What a creative solution!


----------



## goldencontriever3 (Nov 7, 2008)

What a great solution! You are a super mom! Give Toby a hug


----------



## lgnutah (Feb 26, 2007)

what a great idea, and yes, you could definitely market them


----------



## Finn's Fan (Dec 22, 2007)

Barb, with everything that's on your plate, making Toby a wonderfully-designed belly band made me cry. What a good dog mom you are!


----------



## Pointgold (Jun 6, 2007)

This is a great take on the "belly bands" made for toy breeds, which use a maxi pad. Good job!


----------



## Dallas Gold (Dec 22, 2007)

Finn's Fan said:


> Barb, with everything that's on your plate, making Toby a wonderfully-designed belly band made me cry. What a good dog mom you are!


That's exactly how I feel too!


----------



## Wendy427 (Apr 4, 2009)

It never ceases to amaze me how resourceful and creative people are on this forum!! It's so wonderful! GREAT job on the belly band!


----------



## magiclover (Apr 22, 2008)

Very creative! I'm glad it works well for Toby.


----------



## hotel4dogs (Sep 29, 2008)

as they say, necessity is the mother of invention


----------



## Tahnee GR (Aug 26, 2006)

Wow-that is really a great solution! I agree, you should patent it.


----------



## Bob Dylan (Mar 31, 2009)

Toby you have the BEST MOM!
I agree with everyone, get a patent on your TOBY Diaper....................


----------



## Karen519 (Aug 21, 2006)

*Barb*

Barb

You are a GENIUS!!! That would work!

You ought to market this-you might make millions!!


----------



## coppers-mom (Jan 9, 2009)

Ingenious!
Tito's "expression" does seem a little displeased, but what a good boy to model for you.
Give Toby a big hug and kiss from me. I love him you know.


----------



## LibertyME (Jan 6, 2007)

Nice that the collars makes it completely adjustable - and great feature that it uses a diaper for better absorbency! The best part...Toby is dry and comfy!
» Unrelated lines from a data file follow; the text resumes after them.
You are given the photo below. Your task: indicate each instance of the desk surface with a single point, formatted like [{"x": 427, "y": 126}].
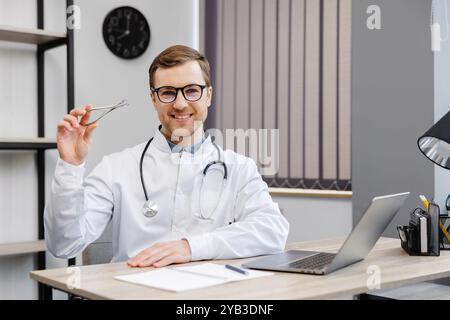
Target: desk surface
[{"x": 396, "y": 269}]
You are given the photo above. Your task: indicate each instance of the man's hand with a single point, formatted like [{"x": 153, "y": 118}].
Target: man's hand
[
  {"x": 162, "y": 254},
  {"x": 74, "y": 137}
]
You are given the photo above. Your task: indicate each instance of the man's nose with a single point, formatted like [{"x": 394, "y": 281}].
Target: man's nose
[{"x": 180, "y": 102}]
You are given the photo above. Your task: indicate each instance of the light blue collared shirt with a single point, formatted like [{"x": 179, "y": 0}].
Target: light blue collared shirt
[{"x": 191, "y": 149}]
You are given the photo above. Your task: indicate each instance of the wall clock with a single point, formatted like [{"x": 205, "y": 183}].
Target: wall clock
[{"x": 126, "y": 32}]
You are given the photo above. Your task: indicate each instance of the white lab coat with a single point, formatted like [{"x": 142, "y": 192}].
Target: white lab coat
[{"x": 245, "y": 223}]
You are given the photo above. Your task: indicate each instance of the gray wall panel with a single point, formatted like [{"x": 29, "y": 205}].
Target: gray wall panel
[{"x": 392, "y": 104}]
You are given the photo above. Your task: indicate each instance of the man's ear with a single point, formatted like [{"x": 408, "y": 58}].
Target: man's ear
[
  {"x": 153, "y": 97},
  {"x": 209, "y": 96}
]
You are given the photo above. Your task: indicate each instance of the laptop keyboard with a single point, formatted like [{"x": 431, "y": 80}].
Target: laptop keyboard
[{"x": 315, "y": 262}]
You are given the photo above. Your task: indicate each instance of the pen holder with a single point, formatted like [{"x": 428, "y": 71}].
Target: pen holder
[
  {"x": 444, "y": 232},
  {"x": 421, "y": 236}
]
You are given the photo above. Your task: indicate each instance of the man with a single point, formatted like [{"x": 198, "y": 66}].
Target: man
[{"x": 188, "y": 225}]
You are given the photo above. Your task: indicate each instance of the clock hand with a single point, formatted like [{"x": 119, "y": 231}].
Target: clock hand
[
  {"x": 123, "y": 35},
  {"x": 128, "y": 23}
]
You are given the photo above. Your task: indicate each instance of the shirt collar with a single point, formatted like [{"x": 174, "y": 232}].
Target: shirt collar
[
  {"x": 162, "y": 143},
  {"x": 191, "y": 149}
]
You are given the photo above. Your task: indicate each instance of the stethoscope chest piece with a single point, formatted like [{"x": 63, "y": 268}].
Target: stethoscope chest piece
[{"x": 150, "y": 209}]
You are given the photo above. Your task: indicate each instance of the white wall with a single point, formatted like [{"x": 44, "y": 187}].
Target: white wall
[
  {"x": 100, "y": 78},
  {"x": 441, "y": 107}
]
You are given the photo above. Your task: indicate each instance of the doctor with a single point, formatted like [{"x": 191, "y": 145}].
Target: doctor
[{"x": 191, "y": 214}]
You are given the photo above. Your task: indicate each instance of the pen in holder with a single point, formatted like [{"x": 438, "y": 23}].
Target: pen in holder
[
  {"x": 444, "y": 234},
  {"x": 421, "y": 236}
]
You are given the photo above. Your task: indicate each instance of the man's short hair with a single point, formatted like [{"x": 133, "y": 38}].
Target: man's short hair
[{"x": 177, "y": 55}]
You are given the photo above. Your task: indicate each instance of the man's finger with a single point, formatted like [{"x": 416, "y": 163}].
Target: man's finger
[
  {"x": 150, "y": 260},
  {"x": 64, "y": 125},
  {"x": 89, "y": 130},
  {"x": 143, "y": 255},
  {"x": 86, "y": 115},
  {"x": 72, "y": 120},
  {"x": 77, "y": 112},
  {"x": 173, "y": 258}
]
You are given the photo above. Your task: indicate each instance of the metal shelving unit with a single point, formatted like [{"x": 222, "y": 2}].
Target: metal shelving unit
[{"x": 44, "y": 41}]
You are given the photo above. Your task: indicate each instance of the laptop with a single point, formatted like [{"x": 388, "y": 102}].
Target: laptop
[{"x": 355, "y": 248}]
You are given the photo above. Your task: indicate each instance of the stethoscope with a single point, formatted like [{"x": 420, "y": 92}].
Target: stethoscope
[{"x": 150, "y": 208}]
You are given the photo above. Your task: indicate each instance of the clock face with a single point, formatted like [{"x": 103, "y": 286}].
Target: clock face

Toby has a very loving, thoughtful, talented momma!


----------



## Sally's Mom (Sep 20, 2010)

That is a really cool alternative to the belly bands. I second everyone else that you should patent and market it.


----------



## esSJay (Apr 13, 2009)

Very cool! Great job, I agree that you should look into a patent for it.


----------



## hotel4dogs (Sep 29, 2008)

I looked into a patent for something else once before (long story) and the long and short of it is it's really not worth the money and effort. I'll just freely share my ideas and anyone who wants to make one for themself is welcome to do so!


----------



## Dallas Gold (Dec 22, 2007)

When I saw this diaper cover it made me want a special section on the forum for things like this--things we can do for our dogs ourselves for their care and comfort--home remedies (with no guarantees of course to satisfy legalities). The section would include things like the listerine uses, the homemade yeast cream for ears, diaper covers, t-shirts to cover surgical scars, homemade e-collars (I had directions once), fiber additives to diet, dremeling nails, etc. 

Moderators???


----------



## GoldenCamper (Dec 21, 2009)

Fantastic job :dblthumb2 well done Barb.


----------



## NapaValleyGolden (Mar 24, 2008)

What a great idea, I'm very impressed! It looks very comfortable too.


----------



## goldensrbest (Dec 20, 2007)

Great idea, when spirit gets neutered, i would love one, how much, would you sell one for, plus s&h?WOULD THAT COVER UP ENOUGH OF THE AREA, WHEN BEING NEUTERED?


----------



## Willow52 (Aug 14, 2009)

Great idea! You need to get a patent and market them.


----------



## hotel4dogs (Sep 29, 2008)

I don't think it goes far enough back, it covers the "piddler piping" so it sits mostly to the front!



goldensrbest said:


> Great idea, when spirit gets neutered, i would love one, how much, would you sell one for, plus s&h?WOULD THAT COVER UP ENOUGH OF THE AREA, WHEN BEING NEUTERED?


----------